Close file descriptors aggressively before chrooting
We don't wish to leave handles open to non-jailed resources because these can all be exploited by those living inside the jail. Some file descriptors are required (say, to the syslog daemon), but developers should make a point to close anything that is not strictly required.
Update 7/2013: a great resource for this can be found here. (tip o' the hat to Tim Kuijsten for this)
Link config files from the outside
Some systems (such as BIND) share the configuration file between the jailed daemon and other utilities that are run from user mode. In this case, the config file simply must live inside the jail so that the daemon can access it, but the other utils from user mode still need to access this file. Rather than rebuild these utilities to use the special path (say, /chroot/named/etc/named.conf), instead go to the "regular" place for this file and create a symbolic link from the outside to the inside of the jail:
# ln -s /chroot/named/etc/named.conf /etc/named.conf
This allows most of the tools to operate "normally", though one has to be a little more careful that users editing /etc/named.conf realize that they're affecting a jailed system.
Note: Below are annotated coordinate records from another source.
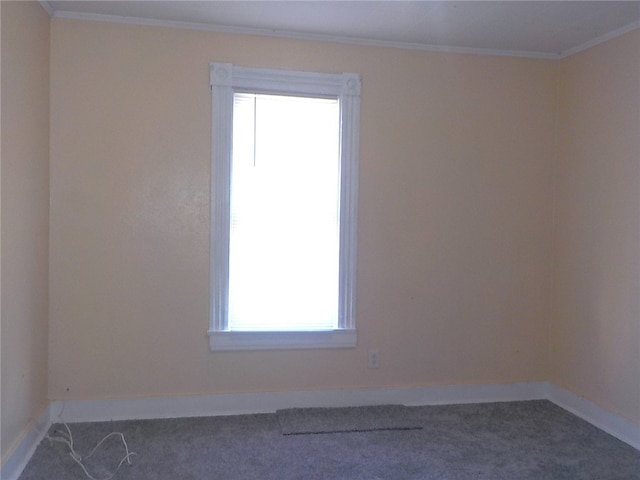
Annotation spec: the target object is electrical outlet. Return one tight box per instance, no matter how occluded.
[369,350,380,368]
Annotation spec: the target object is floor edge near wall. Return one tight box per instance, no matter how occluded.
[0,382,640,480]
[0,404,51,480]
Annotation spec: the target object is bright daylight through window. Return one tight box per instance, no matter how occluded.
[209,63,360,350]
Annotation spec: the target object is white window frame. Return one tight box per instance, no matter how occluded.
[208,63,361,351]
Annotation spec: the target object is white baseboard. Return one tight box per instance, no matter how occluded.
[52,382,547,423]
[547,383,640,450]
[0,382,640,480]
[0,405,51,480]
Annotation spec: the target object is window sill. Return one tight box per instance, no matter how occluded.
[209,329,356,352]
This doesn't go the "other" direction, though it's not always obvious at first. Symbolic links from inside the jail to the outside will work for the administrator but will not work for the system running inside the jail.
Update environment variables to reflect the new root
Once in the jail, some environment variables might need to be updated to reflect the new jail-ness of the application. In particular, many shells maintain a $PWD variable reflecting the current working directory, and the getcwd(3) library function consults it as an optimization step.
Calling putenv("PWD=/") after the successful chrooting synchronizes this variable with the new directory.
Other environment variables might need to be altered (or removed) depending on how much it matters that environment leakage from the non-jailed environment might impact the jailed one.